Symbole de ces tensions, la mer de Chine où s’observent désormais quotidiennement navires de guerre chinois et occidentaux. Cette route maritime, voit se croiser les exportations chinoises d’acier ou de batteries électriques, et les importations de matières premières venues d’Australie, d’Indonésie ou de Nouvelle-Calédonie pour le nickel. "Il y a une montée en puissance des tensions militaires dans la région qui s’ajoutent aux conflits commerciaux et ce sont les matières premières qui sont en première ligne" a estimé Philippe Chalmin, économiste et historien, fondateur du cercle Cyclope.

Chasseur F16 taïwanais escortant un bombardier à capacité nucléaire chinois H-6K dans le détroit de Formose.

Jeudi soir, après les durs échanges verbaux entre les délégations américaines et chinoises à Anchorage, les cours des matières premières avaient baissé par peur du risque ; ainsi pour le nickel qui était passé sous le seuil des 16.000 dollars la tonne.
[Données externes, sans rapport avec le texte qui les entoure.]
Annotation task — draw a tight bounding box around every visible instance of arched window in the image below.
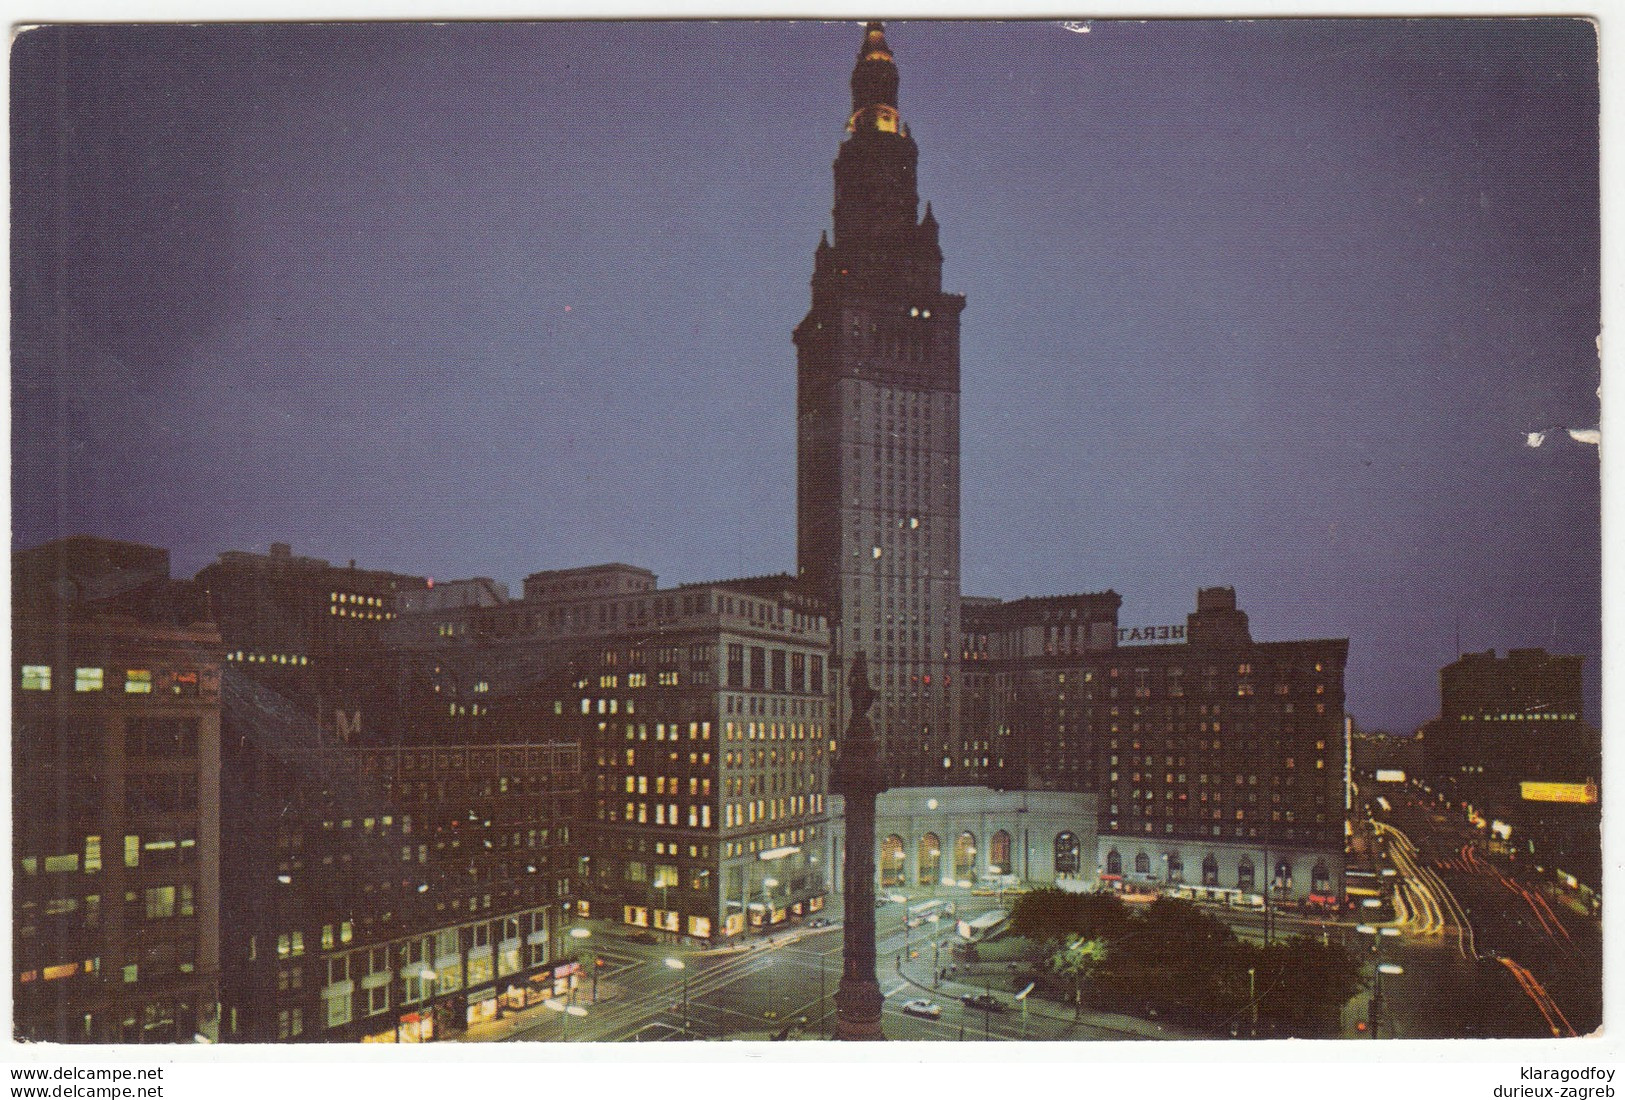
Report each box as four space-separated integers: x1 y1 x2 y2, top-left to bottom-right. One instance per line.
1202 854 1219 887
1134 851 1151 876
1312 862 1331 894
1055 832 1080 876
989 830 1013 877
879 835 906 888
1167 852 1183 884
953 832 977 880
1104 848 1121 877
918 833 942 886
1237 857 1255 891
Mais vendredi, oubliant le sommet américano-chinois de l’Alaska, les analystes londoniens prenaient connaissance, positivement, de l’information publiée par Nouvelle-Calédonie la 1ère annonçant la reprise progressive de l’activité de l’Usine du Sud (Goro Resources). Le nickel hydroxyde cake produit par le grand complexe industriel calédonien, l’un des plus importants au monde, est le principal composant utilisé dans l’industrie des batteries rechargeables, celle des véhicules électriques. La production serait principalement destinée aux constructeurs occidentaux. Elle n’irait pas en Chine…"L’Usine du Sud a produit 23.400 tonnes de nickel en 2019. Elle a la capacité de produire jusqu’à 60 000 tonnes par an de NHC" a rappelé Anna Stublum, stratégiste de Marex Spectron.

« Les opérations de lixiviation du nickel à l’acide, comme à Goro en Nouvelle-Calédonie, sont toujours bien meilleures pour l’environnement que la production de nickel par une filière de fonte ». 

Lyle Trytten, expert canadien du nickel (Trytten Consulting Services)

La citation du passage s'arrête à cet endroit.